Frank Schlesinger (May 11, 1871 New York City – July 10, 1943 Old Lyme, Connecticut) was an American astronomer. His work concentrated on using photographic plates rather than direct visual studies for astronomical research.
He attended New York City public schools, and graduated from the College of the City of New York in 1890. He then worked as a surveyor, becoming a special student in astronomy at Columbia in 1894. In 1896, he received a fellowship which enabled him to study full time, and he received a Ph.D. in 1898. After his graduation, he spent the summer at Yerkes Observatory as a volunteer assisting director George Ellery Hale. He was an observer in charge of the International Latitude Observatory, Ukiah, California, in 1898. From 1899 to 1903, he was an astronomer at Yerkes, where he pioneered the use of photographic methods to determine stellar parallaxes. He was director of Allegheny Observatory from 1903 to 1920 and Yale University Observatory from 1920 to 1941.

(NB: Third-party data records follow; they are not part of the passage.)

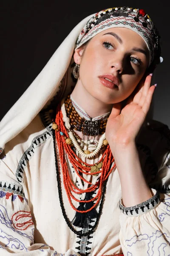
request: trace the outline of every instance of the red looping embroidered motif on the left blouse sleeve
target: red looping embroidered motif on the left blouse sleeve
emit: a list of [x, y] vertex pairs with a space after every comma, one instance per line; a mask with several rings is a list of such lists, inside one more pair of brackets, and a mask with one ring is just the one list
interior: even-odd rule
[[17, 230], [26, 230], [30, 225], [34, 225], [31, 212], [19, 211], [11, 218], [12, 224]]

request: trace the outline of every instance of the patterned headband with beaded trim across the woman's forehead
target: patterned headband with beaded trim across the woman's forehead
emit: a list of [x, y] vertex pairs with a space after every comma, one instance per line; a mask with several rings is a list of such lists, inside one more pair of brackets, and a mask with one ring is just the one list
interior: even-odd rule
[[144, 10], [129, 7], [115, 7], [97, 12], [85, 24], [79, 34], [75, 49], [79, 48], [105, 29], [126, 27], [137, 32], [144, 39], [150, 54], [149, 65], [163, 61], [161, 55], [160, 35], [149, 15]]

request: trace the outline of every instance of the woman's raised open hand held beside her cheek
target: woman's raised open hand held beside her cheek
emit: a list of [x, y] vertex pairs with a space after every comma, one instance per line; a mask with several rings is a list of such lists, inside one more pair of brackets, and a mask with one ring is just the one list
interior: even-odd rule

He compiled and published the Yale Bright Star Catalogue. The first publication of the results of this work started in 1925 (Transactions of the Yale University Observatory, v. 4) and the work concluded in the 1980s. He made major contributions to astrometry. He was elected to the American Philosophical Society (1912), the National Academy of Sciences (1916) and the American Academy of Arts and Sciences and served as president of the American Astronomical Society (1919–1922), and the International Astronomical Union (1932–1935).

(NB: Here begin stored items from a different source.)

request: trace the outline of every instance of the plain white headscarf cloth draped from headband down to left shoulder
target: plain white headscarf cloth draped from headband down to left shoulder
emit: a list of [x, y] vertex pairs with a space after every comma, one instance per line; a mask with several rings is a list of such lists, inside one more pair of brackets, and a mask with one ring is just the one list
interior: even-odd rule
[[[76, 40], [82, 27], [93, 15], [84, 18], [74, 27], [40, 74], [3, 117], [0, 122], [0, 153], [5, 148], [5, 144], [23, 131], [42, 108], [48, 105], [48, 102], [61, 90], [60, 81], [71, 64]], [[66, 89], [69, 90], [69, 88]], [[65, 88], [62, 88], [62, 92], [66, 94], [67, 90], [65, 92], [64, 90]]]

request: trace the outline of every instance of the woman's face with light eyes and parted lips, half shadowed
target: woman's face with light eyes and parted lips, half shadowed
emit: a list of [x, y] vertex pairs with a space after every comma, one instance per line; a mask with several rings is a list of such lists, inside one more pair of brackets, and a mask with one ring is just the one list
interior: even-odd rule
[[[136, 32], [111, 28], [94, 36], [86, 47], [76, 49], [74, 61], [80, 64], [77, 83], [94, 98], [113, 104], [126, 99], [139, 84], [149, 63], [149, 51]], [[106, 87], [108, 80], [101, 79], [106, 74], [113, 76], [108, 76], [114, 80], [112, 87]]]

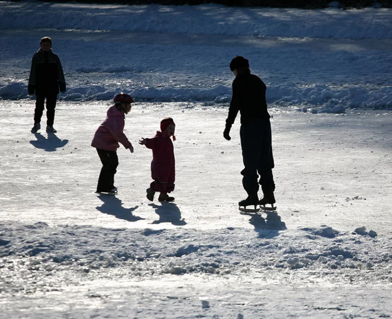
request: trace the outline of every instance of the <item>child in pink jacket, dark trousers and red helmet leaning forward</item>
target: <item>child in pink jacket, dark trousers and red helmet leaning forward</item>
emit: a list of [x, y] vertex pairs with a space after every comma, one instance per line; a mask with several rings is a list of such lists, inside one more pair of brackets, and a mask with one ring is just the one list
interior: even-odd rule
[[102, 162], [102, 169], [96, 193], [116, 194], [114, 186], [114, 174], [118, 166], [117, 149], [118, 142], [133, 153], [133, 146], [124, 134], [125, 114], [131, 111], [133, 101], [131, 95], [120, 93], [114, 97], [114, 105], [109, 108], [106, 119], [96, 130], [91, 146], [96, 151]]

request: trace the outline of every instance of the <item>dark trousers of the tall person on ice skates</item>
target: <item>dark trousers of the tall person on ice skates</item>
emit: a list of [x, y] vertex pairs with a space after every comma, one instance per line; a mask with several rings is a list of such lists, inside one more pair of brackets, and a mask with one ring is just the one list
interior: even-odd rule
[[[251, 197], [257, 195], [259, 184], [263, 192], [265, 190], [274, 191], [272, 169], [275, 165], [269, 118], [253, 119], [242, 123], [240, 138], [244, 165], [241, 171], [243, 188]], [[257, 173], [260, 175], [259, 182], [257, 182]]]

In 1935, in his role as president of the IAU, Dr. Schlesinger issued a telegram that was read out at the opening ceremony for the David Dunlap Observatory in Richmond Hill, Ontario.
At the time of Schlesinger's death, Dr. C.A. Chant wrote in his obituary in the Journal of the Royal Astronomical Society of Canada that Schlesinger had been made an honorary fellow of the RASC about twenty-five years before, at a meeting on 1916-04-27.